レポーター「パッと見た感じは、まわりの風景になじんで違和感がないが」
一休寺・田辺宗一住職「瓦みたいに使っているので違和感はないと思う。チタンの寿命は半永久的と言われている。(寺には)建物がたくさんあるので、維持ということを一番に考えると、1年でも長くもつ屋根ということで、チタンをお願いした」

 チタンのすぐれた点は強くて軽いこと。鉄と比較すると、強度は同等だが、重さはおよそ6割しかない。さらにもう1つ、プラチナにも匹敵するほど錆びにくいというのがチタンの大きな特長。しかしそのチタンが、どうしてお寺の屋根に使われることになったのだろうか?

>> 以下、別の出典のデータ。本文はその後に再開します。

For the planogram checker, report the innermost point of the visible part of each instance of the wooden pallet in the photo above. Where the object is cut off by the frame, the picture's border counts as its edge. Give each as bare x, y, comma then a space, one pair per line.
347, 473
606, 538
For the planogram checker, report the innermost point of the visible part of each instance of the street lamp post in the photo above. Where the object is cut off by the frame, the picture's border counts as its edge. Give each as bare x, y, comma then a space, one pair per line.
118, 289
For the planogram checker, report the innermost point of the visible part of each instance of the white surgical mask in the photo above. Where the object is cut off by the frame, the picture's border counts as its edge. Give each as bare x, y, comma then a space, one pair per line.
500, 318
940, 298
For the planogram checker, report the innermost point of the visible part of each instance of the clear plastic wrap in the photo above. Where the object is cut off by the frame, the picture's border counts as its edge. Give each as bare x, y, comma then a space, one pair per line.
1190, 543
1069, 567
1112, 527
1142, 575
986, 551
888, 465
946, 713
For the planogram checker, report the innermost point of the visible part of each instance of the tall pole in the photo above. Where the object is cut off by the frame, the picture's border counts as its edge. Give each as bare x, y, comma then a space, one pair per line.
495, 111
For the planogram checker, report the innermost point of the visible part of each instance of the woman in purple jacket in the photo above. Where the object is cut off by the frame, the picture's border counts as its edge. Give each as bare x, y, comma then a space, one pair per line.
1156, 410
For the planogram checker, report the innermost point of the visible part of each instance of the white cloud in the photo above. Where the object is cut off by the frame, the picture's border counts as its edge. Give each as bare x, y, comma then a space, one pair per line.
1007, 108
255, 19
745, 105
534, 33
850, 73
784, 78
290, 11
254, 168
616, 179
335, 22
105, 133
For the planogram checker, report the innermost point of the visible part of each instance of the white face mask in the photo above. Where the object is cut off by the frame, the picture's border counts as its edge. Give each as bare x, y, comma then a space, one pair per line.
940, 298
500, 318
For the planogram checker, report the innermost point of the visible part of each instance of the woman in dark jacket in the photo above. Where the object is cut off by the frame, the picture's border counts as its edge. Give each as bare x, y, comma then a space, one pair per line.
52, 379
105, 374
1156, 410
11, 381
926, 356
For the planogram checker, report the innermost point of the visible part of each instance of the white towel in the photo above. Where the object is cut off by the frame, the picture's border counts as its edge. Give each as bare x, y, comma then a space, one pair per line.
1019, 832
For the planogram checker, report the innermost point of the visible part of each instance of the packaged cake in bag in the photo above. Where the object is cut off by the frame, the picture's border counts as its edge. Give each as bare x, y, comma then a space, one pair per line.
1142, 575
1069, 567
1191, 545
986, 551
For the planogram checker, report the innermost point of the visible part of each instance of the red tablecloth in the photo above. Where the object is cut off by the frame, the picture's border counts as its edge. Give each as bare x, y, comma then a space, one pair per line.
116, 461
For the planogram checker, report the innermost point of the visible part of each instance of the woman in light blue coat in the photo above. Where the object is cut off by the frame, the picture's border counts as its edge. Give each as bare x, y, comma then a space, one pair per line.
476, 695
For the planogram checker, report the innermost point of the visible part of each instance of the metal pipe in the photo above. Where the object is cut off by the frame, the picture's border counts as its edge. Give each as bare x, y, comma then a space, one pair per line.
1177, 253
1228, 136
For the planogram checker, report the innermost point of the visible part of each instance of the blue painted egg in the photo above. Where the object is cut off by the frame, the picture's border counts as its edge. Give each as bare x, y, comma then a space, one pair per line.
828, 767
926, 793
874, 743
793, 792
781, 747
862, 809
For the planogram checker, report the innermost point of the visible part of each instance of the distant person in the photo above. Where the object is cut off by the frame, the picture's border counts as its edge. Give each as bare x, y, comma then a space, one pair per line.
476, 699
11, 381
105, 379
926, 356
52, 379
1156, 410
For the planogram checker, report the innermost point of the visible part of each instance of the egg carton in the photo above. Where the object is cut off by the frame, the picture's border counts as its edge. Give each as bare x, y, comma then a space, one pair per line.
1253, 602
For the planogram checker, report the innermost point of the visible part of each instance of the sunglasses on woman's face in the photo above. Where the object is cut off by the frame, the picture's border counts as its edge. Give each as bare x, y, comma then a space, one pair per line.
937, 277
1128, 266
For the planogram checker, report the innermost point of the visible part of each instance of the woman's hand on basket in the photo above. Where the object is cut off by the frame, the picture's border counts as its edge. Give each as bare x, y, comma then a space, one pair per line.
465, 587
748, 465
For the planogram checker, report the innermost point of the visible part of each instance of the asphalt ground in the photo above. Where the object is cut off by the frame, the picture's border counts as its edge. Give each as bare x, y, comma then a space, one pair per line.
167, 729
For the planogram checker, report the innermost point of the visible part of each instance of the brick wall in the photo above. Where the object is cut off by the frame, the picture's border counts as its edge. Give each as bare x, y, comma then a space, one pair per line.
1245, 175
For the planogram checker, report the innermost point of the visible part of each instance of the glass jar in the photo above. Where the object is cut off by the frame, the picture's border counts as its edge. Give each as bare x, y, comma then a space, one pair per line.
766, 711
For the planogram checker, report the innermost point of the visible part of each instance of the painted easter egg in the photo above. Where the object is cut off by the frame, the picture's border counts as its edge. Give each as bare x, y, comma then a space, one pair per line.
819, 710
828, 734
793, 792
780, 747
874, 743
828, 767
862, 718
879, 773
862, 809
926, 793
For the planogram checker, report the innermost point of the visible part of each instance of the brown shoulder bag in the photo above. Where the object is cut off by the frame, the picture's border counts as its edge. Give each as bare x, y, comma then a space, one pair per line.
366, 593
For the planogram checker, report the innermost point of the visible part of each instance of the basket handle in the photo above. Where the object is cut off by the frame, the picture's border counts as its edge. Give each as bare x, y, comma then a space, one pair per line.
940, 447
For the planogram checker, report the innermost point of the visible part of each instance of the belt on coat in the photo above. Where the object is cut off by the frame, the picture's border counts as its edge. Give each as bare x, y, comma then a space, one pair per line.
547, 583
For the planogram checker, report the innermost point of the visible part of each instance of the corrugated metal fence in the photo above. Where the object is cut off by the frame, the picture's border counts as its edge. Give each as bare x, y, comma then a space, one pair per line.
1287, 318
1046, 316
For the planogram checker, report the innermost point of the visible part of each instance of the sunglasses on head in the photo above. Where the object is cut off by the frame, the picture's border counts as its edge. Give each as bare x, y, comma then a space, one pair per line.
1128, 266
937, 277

(数寄屋大工の棟梁で、チタンをお寺の屋根に使い始めた第一人者である数寄屋研究所・心傳庵代表の木下孝一氏にインタビュー)

レポーター「チタンの利点を挙げるとすると」
木下氏「(チタンを使うと)修理が非常に減ってくる。(屋根を)修理するたびに建物が傷む。雨漏りを1回すると、古い建物だと百年寿命が縮むと言うくらい、ちょっと手を入れただけで建物の寿命が変わってくる。それだけでも、チタンにしておけば安心していられる」

 かつて80年はもつといわれていた銅の屋根が、最近では20年足らずで穴があいてしまうと気付いた木下氏。金属メーカーの新日本製鐵と共に調査を重ね、環境の悪化による酸性雨などが原因であることを突き止めた。
 そこで、より腐食に強い素材としてチタンの利用を共同で進めていくことになった。
 その結果、独自の技術による「いぶし瓦」に似た風合いをもつチタン素材も登場した。

レポーター「チタンという素材そのものに、ちょっと値段が高いというイメージがあるが」
木下氏「今は人件費が高いから、20年、30年ごとに修理をするとなると、足場を架けたり、素屋根を架けたり、そういう費用が恐ろしくかかる。長期で見たらチタンは絶対に安い」

 非常に便利なチタン。国宝や重要文化財に指定された建物でも、チタンによる修復が待ち望まれている。